Cultivar é para os fortes. Plantas não conhecem sábado, domingo, feriado ou dia santo. O cuidado tem de ser constante. Reza-se para chover e não chover, pela luz e para que o sol não torre as folhas ou frutos, pelo frio e pelo calor. No caso dos vinhedos, a luta segue após a colheita da uva sob a tirania da safra. O resultado após o esmagamento dos frutos será uma bebida excepcional ou um retumbante vinagre?
A Viúva Clicquot – A Mulher que Formou um Império (Widow Clicquot) caminha pelo campo da produção de vinho num nicho das cinebiografias, aquelas que rehumanizam nomes que hoje são apenas rótulos ou etiquetas. Gucci, Ferrari e Lamborghini já ganharam seus retratos mais ou menos fiéis nas telas. Agora é a vez de Barbe-Nicole Ponsardin Clicquot, a Veuve Clicquot das garrafas de champanhe – a verdadeira, aquela que só pode ser produzida na região de Champanhe, na França, não seu substituto, o espumante – mulher que fez algo impensável em seu tempo, gerir um vinhedo. O que incluiu não apenas colocar seu produto nas mãos dos influenciadores da época, a nobreza russa, como também criar novos processos na produção de champanhe que mudaram a forma como o vinho com bolhinhas que virou sinônimo de classe, sofisticação e é solenemente desperdiçado nas mãos de pilotos de Fórmula 1 (será que aquelas garrafas têm champanhe mesmo? Eu colocaria água com gás). É, enfim, uma história perfeita para um filme.
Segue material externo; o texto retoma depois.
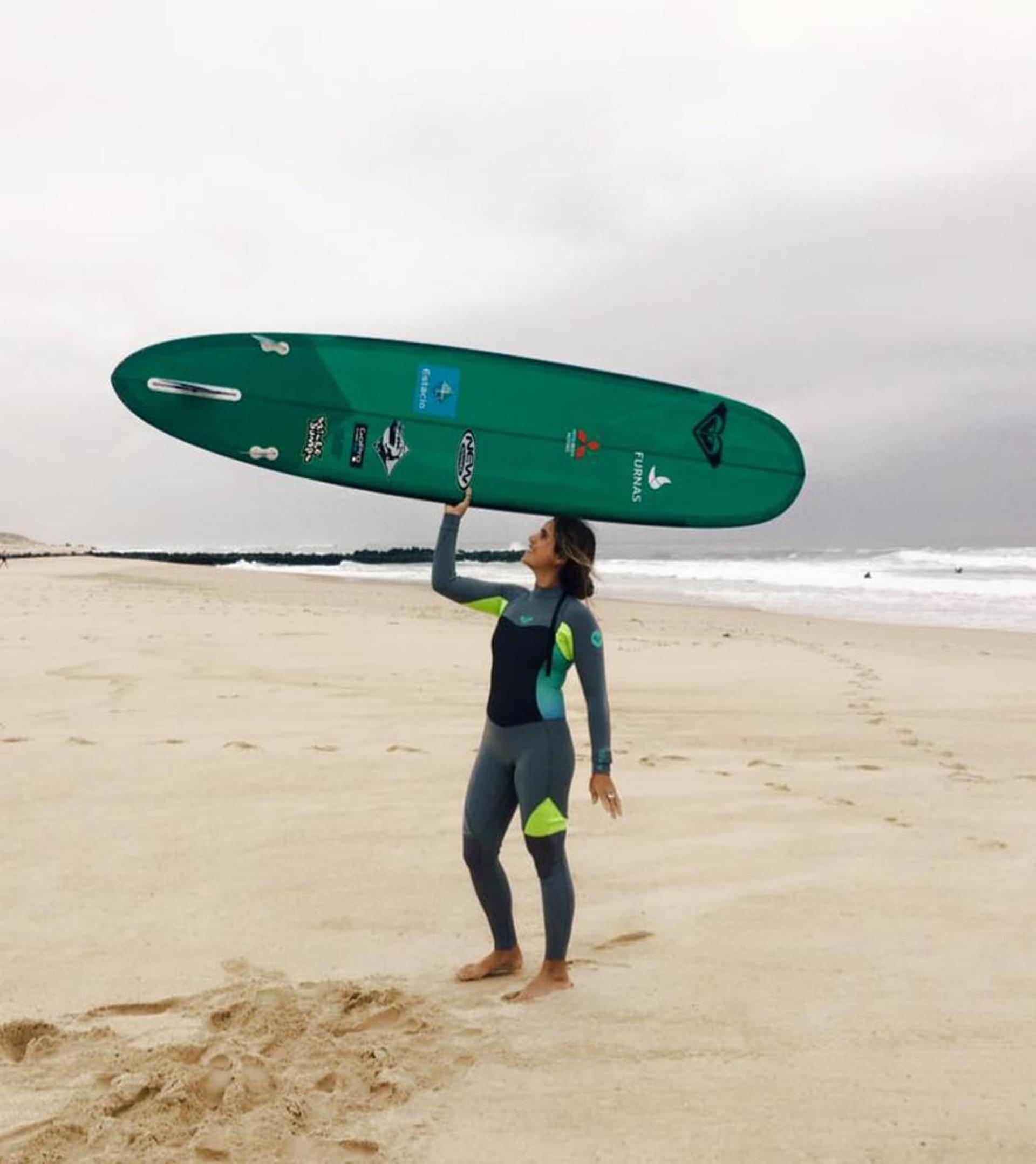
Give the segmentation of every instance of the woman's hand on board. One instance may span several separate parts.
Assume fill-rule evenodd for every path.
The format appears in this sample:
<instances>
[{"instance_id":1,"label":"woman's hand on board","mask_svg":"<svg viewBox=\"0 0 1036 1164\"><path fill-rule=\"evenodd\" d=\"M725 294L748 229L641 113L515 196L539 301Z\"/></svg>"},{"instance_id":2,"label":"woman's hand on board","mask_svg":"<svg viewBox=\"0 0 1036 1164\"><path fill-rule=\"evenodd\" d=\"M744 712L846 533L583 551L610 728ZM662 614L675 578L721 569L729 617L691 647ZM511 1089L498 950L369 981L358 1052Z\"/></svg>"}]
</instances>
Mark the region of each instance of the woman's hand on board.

Filha de um industrial do ramo de tecidos, o futuro barão Ponsardin, Nicole casou-se com François Clicquot aos 21 anos. O filme retrata um casal apaixonado, mas também em desequilíbrio. François, que oficialmente morreu de febre tifoide, é na interpretação de Tom Sturridge um jovem charmoso que a cada flashback mergulha mais fundo na irracionalidade. Sua morte após seis anos de casamento deixa Barbe-Nicole à mercê do sogro e dos urubus – entre eles, o senhor Moët, da outra marca de champanhe – que sempre aparecem nessas horas e esperam que a jovem viúva negocie suas terras e vá viver como uma mulher deveria viver. Imbuída do desejo de seguir a missão do marido, no entanto, Barbe-Nicole assume a direção dos negócios, coloca a mão na terra, faz o que precisa fazer para tirar o vinhedo Clicquot da falência e no caminho cria o mercado de champanhe como hoje o conhecemos. É, enfim, uma narrativa não apenas de uma mulher além de seu tempo, mas de uma pessoa com uma visão empresarial fora da caixa. Com o adendo de não deixar de lado o quanto de trabalho existe na criação, o quanto de experimentação foi necessário para criar o champanhe rosé e a bebida cristalina que hoje está nas prateleiras, dois processos que devemos à viúva.
Infelizmente rodado em inglês, e não no francês esperado para uma figura tão importante na imagem que fazemos da França, A Viúva Clicquot consegue transmitir a paixão e solidez com que a jovem tomou as rédeas de sua vida a despeito dos entraves sociais e jurídicos – uma cena a leva aos tribunais, onde ela precisa defender-se da grave acusação de gerir seus negócios, os urubus de volta à cena. A fotografia de Caroline Champentier (Homens e Deuses, 2010) completa o enredo com belas cenas dos vinhedos cheios de luz e Haley Bennett é eficiente em retratar Barbe-Nicole em sua obsessão de fazer algo diferente e que tantos diziam ser errado.
Um filme correto para uma personagem que para a mentalidade de seu tempo fez tudo errado. Estreia em 22/8 distribuído pela Paris Filmes.